Kenyans are using these mobile money services to pre-pay for off-grid home solar or ‘microgrid as a service’ energy services in small increments as their needs and ability to pay warrants.

“Mobile money alleviates many of the drawbacks associated with earlier cash or scratchcard systems,” says the TFE study. “For one, it vastly simplifies revenue collection: no cash changes hands. Cash-based revenue collection is a significant administrative challenge for energy access businesses, as seen in other energy access markets such as India.

“The cashless payment system unlocks the possibility of running remotely located energy vending machines in Kenya. Consumers and businesses benefit, as transaction, electricity and business expansion costs fall,” TFE says.

A fast growing crop of solar pay-go and microgrid pioneers

Azuri Technologies, BBOX, Fenix International, Lumos Global, Mobisol and Powerhive number among the growing roster of ambitious, young solar mobile Pay-Go and microgrid developers providing services in the region.

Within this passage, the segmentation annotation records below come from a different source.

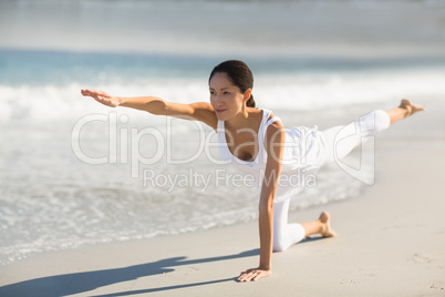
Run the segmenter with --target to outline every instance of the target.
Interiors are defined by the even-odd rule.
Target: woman
[[[272,250],[284,250],[313,234],[324,237],[335,234],[330,227],[330,215],[325,212],[314,222],[288,224],[290,197],[300,192],[303,185],[290,186],[283,183],[287,181],[284,177],[296,171],[314,173],[323,164],[350,153],[361,143],[363,132],[364,136],[373,135],[424,110],[408,100],[402,100],[399,107],[387,112],[374,111],[350,124],[360,127],[362,133],[338,142],[335,136],[348,126],[327,131],[306,127],[284,130],[281,121],[270,111],[255,107],[252,88],[253,76],[249,68],[241,61],[230,60],[220,63],[210,73],[210,103],[179,104],[159,98],[115,98],[102,91],[82,90],[82,95],[107,106],[126,106],[200,121],[218,133],[221,157],[231,160],[236,166],[253,174],[260,187],[260,259],[259,266],[242,272],[238,281],[269,276]]]

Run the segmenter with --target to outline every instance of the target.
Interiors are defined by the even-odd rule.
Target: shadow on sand
[[[308,237],[303,239],[300,244],[311,243],[322,238],[323,237],[318,236]],[[201,259],[187,259],[187,257],[173,257],[162,259],[158,262],[139,264],[123,268],[46,276],[2,286],[0,287],[0,296],[60,297],[73,294],[81,294],[100,287],[137,279],[139,277],[158,275],[163,273],[170,273],[175,270],[173,267],[177,266],[228,260],[256,255],[259,255],[258,248],[228,256],[209,257]],[[105,295],[95,295],[94,297],[131,296],[137,294],[148,294],[163,290],[211,285],[224,281],[236,281],[236,278],[237,277],[229,277],[224,279],[183,284],[168,287],[157,287],[157,288],[147,288],[143,290],[130,290],[130,291],[121,291]]]
[[[141,265],[134,265],[123,268],[113,268],[113,269],[104,269],[104,270],[95,270],[95,272],[83,272],[75,274],[65,274],[65,275],[55,275],[55,276],[46,276],[41,278],[29,279],[7,286],[0,287],[0,296],[33,296],[33,297],[60,297],[72,294],[81,294],[85,291],[93,290],[95,288],[133,280],[139,277],[158,275],[163,273],[170,273],[175,269],[173,267],[183,266],[183,265],[193,265],[200,263],[209,263],[209,262],[219,262],[227,259],[235,259],[241,257],[250,257],[259,255],[259,249],[247,250],[240,254],[220,256],[220,257],[209,257],[201,259],[189,259],[186,257],[173,257],[167,259],[162,259],[158,262],[146,263]],[[113,293],[110,295],[101,295],[105,296],[130,296],[135,294],[143,293],[154,293],[169,289],[178,289],[201,285],[210,285],[222,281],[235,281],[235,277],[225,278],[225,279],[216,279],[209,281],[194,283],[194,284],[184,284],[176,285],[169,287],[158,287],[158,288],[148,288],[144,290],[133,290],[133,291],[122,291],[122,293]],[[97,296],[99,297],[99,296]]]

Multilateral sustainable energy and development programs, such as USAID’s Power Africa, launched by former President Barack Obama, have played a critical, formative role. Reaching out to aspiring sustainable energy entrepreneurs in Kenya and across the region, they have been providing seed capital, technical and other forms of assistance and support.

Success breeds success, and now the effort is attracting both equity and debt financing from leading international venture capital and private equity investment groups and multinational corporations. The growing list includes ABB, Caterpillar, GE, Khosla Ventures, Paul Allen’s Vulcan Facebook, Microsoft and Jaguar Land Rover and other African wireless/mobile telecoms services providers, such as Airtel and Orange SA.

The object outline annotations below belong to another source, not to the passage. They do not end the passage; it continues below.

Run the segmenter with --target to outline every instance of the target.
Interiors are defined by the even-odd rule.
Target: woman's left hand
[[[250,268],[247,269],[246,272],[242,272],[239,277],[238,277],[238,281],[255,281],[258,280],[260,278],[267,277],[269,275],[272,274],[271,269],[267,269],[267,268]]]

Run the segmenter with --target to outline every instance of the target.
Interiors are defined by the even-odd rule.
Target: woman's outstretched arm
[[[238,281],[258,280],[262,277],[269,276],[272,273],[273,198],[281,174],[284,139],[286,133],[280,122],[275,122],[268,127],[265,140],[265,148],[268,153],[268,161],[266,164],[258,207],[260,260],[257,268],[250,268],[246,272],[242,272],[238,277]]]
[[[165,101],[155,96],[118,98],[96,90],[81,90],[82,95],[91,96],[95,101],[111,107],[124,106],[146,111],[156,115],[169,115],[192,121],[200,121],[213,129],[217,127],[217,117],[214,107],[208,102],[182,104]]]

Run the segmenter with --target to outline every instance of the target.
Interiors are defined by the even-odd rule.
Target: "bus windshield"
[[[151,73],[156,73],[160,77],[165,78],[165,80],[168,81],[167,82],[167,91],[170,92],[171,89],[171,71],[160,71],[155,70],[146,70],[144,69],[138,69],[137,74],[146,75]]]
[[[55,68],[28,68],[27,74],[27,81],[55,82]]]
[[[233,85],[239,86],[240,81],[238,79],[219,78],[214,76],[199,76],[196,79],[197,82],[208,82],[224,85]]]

microgrid market opportunity

“Kenya shows that the global microgrid market is ready for significant private investment. While there still remain some challenges – especially around the regulatory framework and aggregation of projects – there are now enough businesses with viable business models to provide early stage, strategic or even crowd investors with commercially attractive opportunities.

“The medium-term growth potential for the microgrid market in Kenya, as well as in other energy access markets including in Africa, South and Southeast Asia, is very high,” TFE Consulting writes in the executive summary of its report.

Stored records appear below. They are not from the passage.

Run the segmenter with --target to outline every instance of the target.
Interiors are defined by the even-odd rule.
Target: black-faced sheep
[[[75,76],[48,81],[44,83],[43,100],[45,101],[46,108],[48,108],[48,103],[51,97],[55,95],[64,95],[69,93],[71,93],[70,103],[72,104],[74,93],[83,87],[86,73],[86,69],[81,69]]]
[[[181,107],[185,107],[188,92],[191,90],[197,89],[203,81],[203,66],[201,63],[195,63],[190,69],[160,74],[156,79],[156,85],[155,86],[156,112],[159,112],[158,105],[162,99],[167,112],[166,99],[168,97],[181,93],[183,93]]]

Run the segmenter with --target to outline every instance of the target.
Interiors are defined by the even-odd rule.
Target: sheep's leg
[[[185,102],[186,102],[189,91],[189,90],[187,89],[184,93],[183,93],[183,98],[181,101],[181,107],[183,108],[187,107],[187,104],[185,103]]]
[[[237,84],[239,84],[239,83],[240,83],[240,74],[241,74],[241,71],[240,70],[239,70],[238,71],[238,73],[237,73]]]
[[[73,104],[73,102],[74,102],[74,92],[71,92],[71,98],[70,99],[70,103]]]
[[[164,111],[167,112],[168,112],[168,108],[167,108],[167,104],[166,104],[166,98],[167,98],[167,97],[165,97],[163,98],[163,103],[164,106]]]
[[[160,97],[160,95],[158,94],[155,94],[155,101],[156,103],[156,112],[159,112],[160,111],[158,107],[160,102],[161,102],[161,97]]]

According to TFE, a $1.5 billion microgrid market opportunity exists in Kenya over the next five years. Significantly: 

  • There are more than 65 microgrids up and running in Kenya
  • The cost of building out and delivering microgrid power in Kenya has dropped to $5-10/watt
  • Customers are willing to pay $4/kWh
  • Per capital GDP rose to $1,377 as of 2015
  • 25 million mobile phone users made 6 billion mobile money transactions in Kenya in 2016, transferring nearly $150 million every day.
  • Mobile money makes up almost 67 percent of all (cashless) transactions via the National Payments System, according to the Central Bank of Kenya.
Myth busting

Some still view Kenya and other developing countries as too industrially undeveloped and risky to offer a substantial microgrid market opportunity. Similarly, Kenyans — rural Kenyans in particular — are considered too impoverished to serve as the basis of a sustainable business model.

But it’s important to note that proportionally Kenyans spend more of their budgets on energy — in this case ages-old forms like kerosene and charcoal — than residents of industrially developed countries. And as the experience of pioneering solar PV-battery energy storage PAYG and microgrid companies is revealing, they are more than willing to pay as much for safer, cleaner and more reliable and efficient power and energy these technologies now offer.

Furthermore, the pace and scope of socioeconomic development that has been taking place in Kenya over the past decade may be under-appreciated.

“Kenya is the economic lion of East Africa,” TFE writes.

“Its GDP almost quadrupled from $16.1 billion in 2004 to $63.4 billion in 2015, growing twice as fast as the average rate of Sub-Saharan Africa. Its growth has been driven by a relatively stable currency, low inflation, low fuel prices and substantial public investments in energy and transportation. This has boosted an expanding middle-class with steadily rising incomes,” says the report.